PIP(2) Improves Cerebral Blood Flow in a Mouse Model of Alzheimer’s Disease

Alzheimer’s disease (AD) is a leading cause of dementia and a substantial healthcare burden. Despite this, few treatment options are available for controlling AD symptoms. Notably, neuronal activity-dependent increases in cortical cerebral blood flow (CBF; functional hyperemia) are attenuated in AD patients, but the associated pathological mechanisms are not fully understood at the molecular level. A fundamental mechanism underlying functional hyperemia is activation of capillary endothelial inward-rectifying K(+) (Kir2.1) channels by neuronally derived potassium (K(+)), which evokes a retrograde capillary-to-arteriole electrical signal that dilates upstream arterioles, increasing blood delivery to downstream active regions.
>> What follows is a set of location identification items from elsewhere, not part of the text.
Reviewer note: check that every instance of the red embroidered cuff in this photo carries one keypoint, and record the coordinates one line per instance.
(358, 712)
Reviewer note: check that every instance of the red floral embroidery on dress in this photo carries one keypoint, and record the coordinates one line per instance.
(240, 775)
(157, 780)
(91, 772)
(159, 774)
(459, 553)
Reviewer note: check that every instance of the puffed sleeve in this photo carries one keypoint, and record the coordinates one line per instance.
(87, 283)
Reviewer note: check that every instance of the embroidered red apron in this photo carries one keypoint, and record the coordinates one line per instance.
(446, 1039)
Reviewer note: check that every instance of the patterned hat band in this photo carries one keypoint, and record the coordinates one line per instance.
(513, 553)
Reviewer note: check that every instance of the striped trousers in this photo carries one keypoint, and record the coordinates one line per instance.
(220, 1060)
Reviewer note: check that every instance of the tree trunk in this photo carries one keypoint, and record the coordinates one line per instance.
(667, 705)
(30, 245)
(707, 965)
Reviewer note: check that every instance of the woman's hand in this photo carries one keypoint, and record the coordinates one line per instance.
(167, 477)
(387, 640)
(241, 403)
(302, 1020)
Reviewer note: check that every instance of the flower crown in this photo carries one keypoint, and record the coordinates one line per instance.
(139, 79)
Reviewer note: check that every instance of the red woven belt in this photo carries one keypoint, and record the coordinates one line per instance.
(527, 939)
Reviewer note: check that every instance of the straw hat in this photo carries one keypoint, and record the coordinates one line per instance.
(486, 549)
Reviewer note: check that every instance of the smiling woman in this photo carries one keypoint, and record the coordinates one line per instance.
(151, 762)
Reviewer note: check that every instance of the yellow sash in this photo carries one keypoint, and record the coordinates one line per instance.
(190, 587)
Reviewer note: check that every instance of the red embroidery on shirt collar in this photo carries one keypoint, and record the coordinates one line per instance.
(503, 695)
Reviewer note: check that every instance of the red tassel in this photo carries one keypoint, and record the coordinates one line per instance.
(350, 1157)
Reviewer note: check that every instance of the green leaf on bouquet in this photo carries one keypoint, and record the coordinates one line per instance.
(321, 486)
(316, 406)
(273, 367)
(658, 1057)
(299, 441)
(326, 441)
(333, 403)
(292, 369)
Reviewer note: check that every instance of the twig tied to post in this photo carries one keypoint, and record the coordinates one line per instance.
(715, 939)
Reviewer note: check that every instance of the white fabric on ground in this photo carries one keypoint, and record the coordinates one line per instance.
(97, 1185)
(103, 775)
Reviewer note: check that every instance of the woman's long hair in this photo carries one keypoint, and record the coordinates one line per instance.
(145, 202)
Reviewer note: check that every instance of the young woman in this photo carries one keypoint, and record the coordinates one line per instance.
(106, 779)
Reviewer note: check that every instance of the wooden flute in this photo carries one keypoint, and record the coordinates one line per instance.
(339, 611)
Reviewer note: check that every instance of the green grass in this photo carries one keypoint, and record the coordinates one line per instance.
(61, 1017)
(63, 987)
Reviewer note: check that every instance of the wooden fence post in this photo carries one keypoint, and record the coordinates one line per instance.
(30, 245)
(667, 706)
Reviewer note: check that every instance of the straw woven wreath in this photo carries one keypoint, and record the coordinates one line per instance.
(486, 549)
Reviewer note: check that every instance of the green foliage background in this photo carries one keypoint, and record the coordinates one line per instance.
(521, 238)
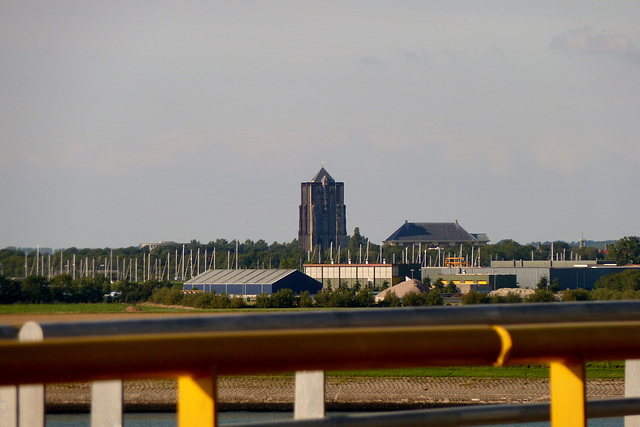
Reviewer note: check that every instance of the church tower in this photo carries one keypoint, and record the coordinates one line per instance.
(323, 215)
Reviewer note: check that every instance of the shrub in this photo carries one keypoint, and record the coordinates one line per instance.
(475, 297)
(576, 295)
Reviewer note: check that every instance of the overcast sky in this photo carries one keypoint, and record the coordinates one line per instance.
(126, 122)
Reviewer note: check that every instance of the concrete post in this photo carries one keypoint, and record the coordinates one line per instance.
(107, 404)
(9, 406)
(309, 395)
(31, 397)
(632, 388)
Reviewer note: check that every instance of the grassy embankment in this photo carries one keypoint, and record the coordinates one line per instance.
(595, 370)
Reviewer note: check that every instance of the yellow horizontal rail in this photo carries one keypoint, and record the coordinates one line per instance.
(198, 357)
(136, 356)
(139, 356)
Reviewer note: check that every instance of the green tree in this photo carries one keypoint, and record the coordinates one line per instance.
(392, 300)
(451, 288)
(512, 298)
(625, 280)
(36, 290)
(626, 251)
(576, 295)
(305, 300)
(284, 298)
(475, 297)
(63, 289)
(541, 295)
(237, 301)
(9, 291)
(364, 298)
(434, 298)
(263, 301)
(414, 299)
(356, 242)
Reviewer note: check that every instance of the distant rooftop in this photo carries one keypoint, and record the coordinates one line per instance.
(433, 233)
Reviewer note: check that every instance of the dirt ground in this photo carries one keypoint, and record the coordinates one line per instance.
(267, 393)
(277, 392)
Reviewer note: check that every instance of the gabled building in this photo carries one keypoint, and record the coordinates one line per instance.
(434, 234)
(250, 283)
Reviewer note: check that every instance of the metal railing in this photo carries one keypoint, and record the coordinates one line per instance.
(197, 349)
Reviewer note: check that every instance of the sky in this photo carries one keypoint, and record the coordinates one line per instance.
(128, 122)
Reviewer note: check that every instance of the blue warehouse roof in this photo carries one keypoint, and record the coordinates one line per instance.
(253, 281)
(433, 233)
(240, 277)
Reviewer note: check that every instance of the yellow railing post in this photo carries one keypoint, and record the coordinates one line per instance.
(568, 398)
(197, 404)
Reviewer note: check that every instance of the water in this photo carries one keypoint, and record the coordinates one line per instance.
(230, 418)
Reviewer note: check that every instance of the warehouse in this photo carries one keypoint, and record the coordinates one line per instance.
(250, 283)
(350, 275)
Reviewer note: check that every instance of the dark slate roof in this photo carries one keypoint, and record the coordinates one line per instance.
(322, 174)
(431, 232)
(240, 277)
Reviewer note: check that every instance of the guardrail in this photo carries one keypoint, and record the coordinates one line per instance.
(332, 340)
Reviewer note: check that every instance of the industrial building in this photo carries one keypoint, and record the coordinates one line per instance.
(434, 234)
(569, 274)
(250, 283)
(376, 275)
(323, 214)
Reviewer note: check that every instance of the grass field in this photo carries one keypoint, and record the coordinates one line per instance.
(595, 370)
(78, 308)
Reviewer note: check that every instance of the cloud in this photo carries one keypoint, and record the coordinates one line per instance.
(412, 56)
(460, 151)
(586, 40)
(372, 61)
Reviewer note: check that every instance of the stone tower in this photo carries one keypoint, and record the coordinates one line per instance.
(323, 215)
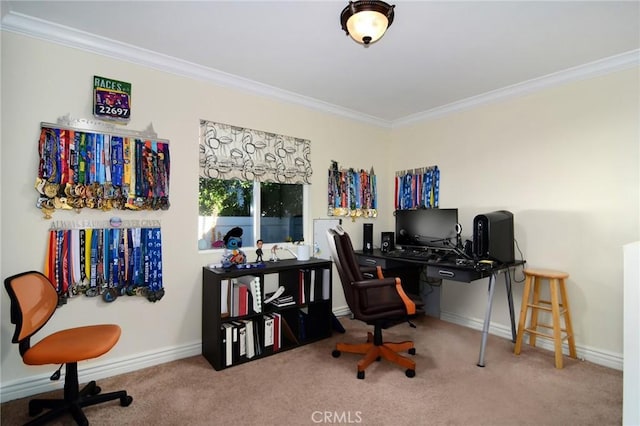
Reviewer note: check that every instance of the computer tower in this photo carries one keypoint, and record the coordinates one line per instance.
(367, 237)
(386, 242)
(493, 236)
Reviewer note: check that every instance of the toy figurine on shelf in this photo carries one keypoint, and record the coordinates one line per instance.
(259, 251)
(233, 256)
(274, 255)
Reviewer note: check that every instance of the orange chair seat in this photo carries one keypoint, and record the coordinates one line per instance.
(74, 344)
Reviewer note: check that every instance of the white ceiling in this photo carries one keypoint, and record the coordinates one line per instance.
(436, 53)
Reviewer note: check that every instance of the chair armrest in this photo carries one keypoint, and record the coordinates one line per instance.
(388, 282)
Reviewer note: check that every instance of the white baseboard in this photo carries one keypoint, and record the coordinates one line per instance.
(596, 356)
(32, 385)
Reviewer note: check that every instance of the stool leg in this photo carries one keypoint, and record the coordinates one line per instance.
(534, 311)
(567, 320)
(555, 309)
(523, 315)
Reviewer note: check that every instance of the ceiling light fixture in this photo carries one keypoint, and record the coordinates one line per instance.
(366, 21)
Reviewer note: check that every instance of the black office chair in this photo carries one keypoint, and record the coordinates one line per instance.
(379, 301)
(33, 301)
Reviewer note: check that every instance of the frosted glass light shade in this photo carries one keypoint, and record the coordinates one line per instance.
(367, 26)
(366, 21)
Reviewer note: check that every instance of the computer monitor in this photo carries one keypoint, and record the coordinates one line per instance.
(426, 228)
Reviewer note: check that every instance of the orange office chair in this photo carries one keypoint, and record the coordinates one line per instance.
(33, 301)
(380, 302)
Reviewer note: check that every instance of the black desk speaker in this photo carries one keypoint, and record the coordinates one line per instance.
(367, 237)
(386, 242)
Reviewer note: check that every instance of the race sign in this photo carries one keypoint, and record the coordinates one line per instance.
(111, 99)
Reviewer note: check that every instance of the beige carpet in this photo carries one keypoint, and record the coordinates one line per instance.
(307, 386)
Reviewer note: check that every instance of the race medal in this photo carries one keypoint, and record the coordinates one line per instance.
(51, 189)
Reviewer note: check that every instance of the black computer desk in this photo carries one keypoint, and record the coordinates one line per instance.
(448, 269)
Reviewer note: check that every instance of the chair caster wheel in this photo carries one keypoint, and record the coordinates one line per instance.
(126, 401)
(34, 411)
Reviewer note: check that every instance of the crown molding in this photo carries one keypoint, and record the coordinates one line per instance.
(597, 68)
(82, 40)
(59, 34)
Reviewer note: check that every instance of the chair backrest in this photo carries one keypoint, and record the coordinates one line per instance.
(33, 301)
(346, 263)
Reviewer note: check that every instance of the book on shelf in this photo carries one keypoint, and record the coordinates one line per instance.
(228, 339)
(283, 301)
(268, 331)
(250, 339)
(224, 297)
(302, 284)
(242, 339)
(276, 330)
(240, 299)
(288, 332)
(223, 345)
(326, 284)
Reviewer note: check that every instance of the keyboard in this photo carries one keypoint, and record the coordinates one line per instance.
(413, 254)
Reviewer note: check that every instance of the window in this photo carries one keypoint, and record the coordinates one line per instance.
(251, 179)
(224, 204)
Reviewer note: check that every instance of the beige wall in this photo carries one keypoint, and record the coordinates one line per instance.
(574, 208)
(565, 162)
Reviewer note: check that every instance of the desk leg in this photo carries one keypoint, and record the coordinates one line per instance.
(487, 319)
(507, 281)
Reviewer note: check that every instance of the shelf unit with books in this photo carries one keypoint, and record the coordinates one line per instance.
(235, 332)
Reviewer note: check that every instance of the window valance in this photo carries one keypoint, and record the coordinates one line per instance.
(232, 152)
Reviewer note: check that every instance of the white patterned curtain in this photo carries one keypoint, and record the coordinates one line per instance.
(232, 152)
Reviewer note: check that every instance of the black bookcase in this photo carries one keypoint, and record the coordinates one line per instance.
(309, 319)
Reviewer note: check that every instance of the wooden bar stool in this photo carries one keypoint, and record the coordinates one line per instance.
(558, 306)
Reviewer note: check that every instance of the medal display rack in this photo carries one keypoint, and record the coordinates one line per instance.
(90, 164)
(96, 258)
(352, 192)
(417, 189)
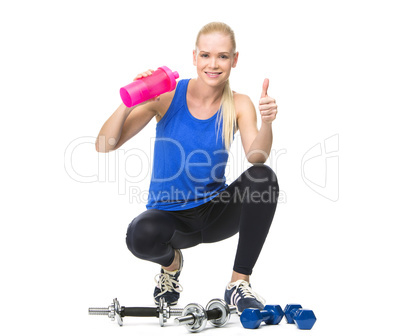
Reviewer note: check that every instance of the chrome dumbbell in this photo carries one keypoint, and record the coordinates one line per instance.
(115, 311)
(194, 316)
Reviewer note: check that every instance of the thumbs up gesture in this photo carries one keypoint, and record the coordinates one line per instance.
(268, 107)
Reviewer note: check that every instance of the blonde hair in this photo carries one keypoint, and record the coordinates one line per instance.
(227, 111)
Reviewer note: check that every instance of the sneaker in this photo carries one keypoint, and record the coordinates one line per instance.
(241, 295)
(168, 285)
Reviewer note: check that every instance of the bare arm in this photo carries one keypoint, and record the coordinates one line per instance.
(122, 125)
(257, 144)
(126, 122)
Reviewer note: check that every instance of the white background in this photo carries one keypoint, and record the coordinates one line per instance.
(335, 71)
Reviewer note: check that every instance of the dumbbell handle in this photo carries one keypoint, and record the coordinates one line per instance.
(212, 314)
(139, 311)
(148, 311)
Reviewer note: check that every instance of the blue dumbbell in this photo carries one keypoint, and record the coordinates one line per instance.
(252, 318)
(303, 318)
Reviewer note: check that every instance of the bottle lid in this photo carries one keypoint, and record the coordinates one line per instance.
(172, 76)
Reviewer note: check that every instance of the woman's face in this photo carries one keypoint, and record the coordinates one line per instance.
(214, 58)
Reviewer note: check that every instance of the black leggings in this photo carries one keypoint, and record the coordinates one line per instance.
(246, 206)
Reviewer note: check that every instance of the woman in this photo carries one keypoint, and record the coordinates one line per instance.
(189, 202)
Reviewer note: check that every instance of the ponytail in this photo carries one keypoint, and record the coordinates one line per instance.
(227, 116)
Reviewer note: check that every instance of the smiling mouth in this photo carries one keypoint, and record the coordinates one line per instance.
(213, 74)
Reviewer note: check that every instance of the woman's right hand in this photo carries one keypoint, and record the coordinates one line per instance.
(147, 73)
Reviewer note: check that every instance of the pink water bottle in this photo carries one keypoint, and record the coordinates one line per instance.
(161, 81)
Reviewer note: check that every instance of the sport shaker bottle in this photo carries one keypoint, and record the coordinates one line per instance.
(161, 81)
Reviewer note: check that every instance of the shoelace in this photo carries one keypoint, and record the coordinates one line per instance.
(166, 284)
(248, 292)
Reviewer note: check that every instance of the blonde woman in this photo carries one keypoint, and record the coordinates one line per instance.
(189, 201)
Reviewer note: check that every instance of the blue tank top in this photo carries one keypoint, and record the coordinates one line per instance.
(189, 157)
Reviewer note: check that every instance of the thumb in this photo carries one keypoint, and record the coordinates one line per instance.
(265, 85)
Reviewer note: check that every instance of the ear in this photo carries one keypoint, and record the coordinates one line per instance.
(235, 60)
(195, 57)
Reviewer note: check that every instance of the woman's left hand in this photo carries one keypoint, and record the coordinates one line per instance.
(268, 107)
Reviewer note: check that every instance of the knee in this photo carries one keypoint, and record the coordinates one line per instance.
(142, 236)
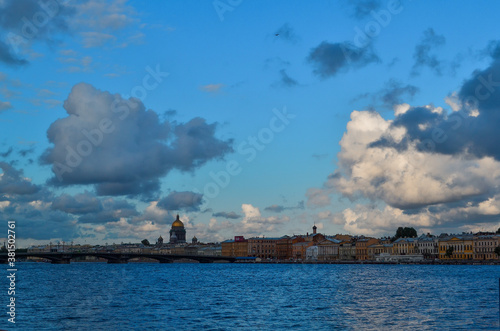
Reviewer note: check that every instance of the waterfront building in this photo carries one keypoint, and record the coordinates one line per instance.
(380, 249)
(361, 246)
(265, 248)
(404, 246)
(347, 251)
(428, 246)
(312, 253)
(300, 248)
(328, 250)
(484, 247)
(238, 247)
(284, 247)
(210, 250)
(343, 237)
(177, 232)
(462, 247)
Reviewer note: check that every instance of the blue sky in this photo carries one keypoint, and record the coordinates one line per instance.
(247, 118)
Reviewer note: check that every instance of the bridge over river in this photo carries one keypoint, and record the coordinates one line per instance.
(65, 258)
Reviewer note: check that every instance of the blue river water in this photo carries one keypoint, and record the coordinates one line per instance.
(185, 296)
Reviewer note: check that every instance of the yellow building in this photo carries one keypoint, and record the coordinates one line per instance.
(362, 245)
(404, 246)
(462, 247)
(484, 247)
(236, 248)
(377, 249)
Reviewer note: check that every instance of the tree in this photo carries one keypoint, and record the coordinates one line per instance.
(405, 232)
(449, 252)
Here, using a mouse model of familial AD (5xFAD), we tested whether this impairment in functional hyperemia is attributable to reduced activity of capillary Kir2.1 channels. In vivo CBF measurements revealed significant reductions in whisker stimulation (WS)-induced and K(+)-induced hyperemic responses in 5xFAD mice compared with age-matched controls. Notably, measurements of whole-cell currents in freshly isolated 5xFAD capillary endothelial cells showed that Kir2.1 current density was profoundly reduced, suggesting a defect in Kir2.1 function. Because Kir2.1 activity absolutely depends on binding of phosphatidylinositol 4,5-bisphosphate (PIP(2)) to the channel, we hypothesized that capillary Kir2.1 channel impairment could be corrected by exogenously supplying PIP(2). As predicted, a PIP(2) analog restored Kir2.1 current density to control levels. More importantly, systemic administration of PIP(2) restored K(+)-induced CBF increases and WS-induced functional hyperemic responses in 5xFAD mice. Collectively, these data provide evidence that PIP(2)-mediated restoration of capillary endothelial Kir2.1 function improves neurovascular coupling and CBF in the setting of AD.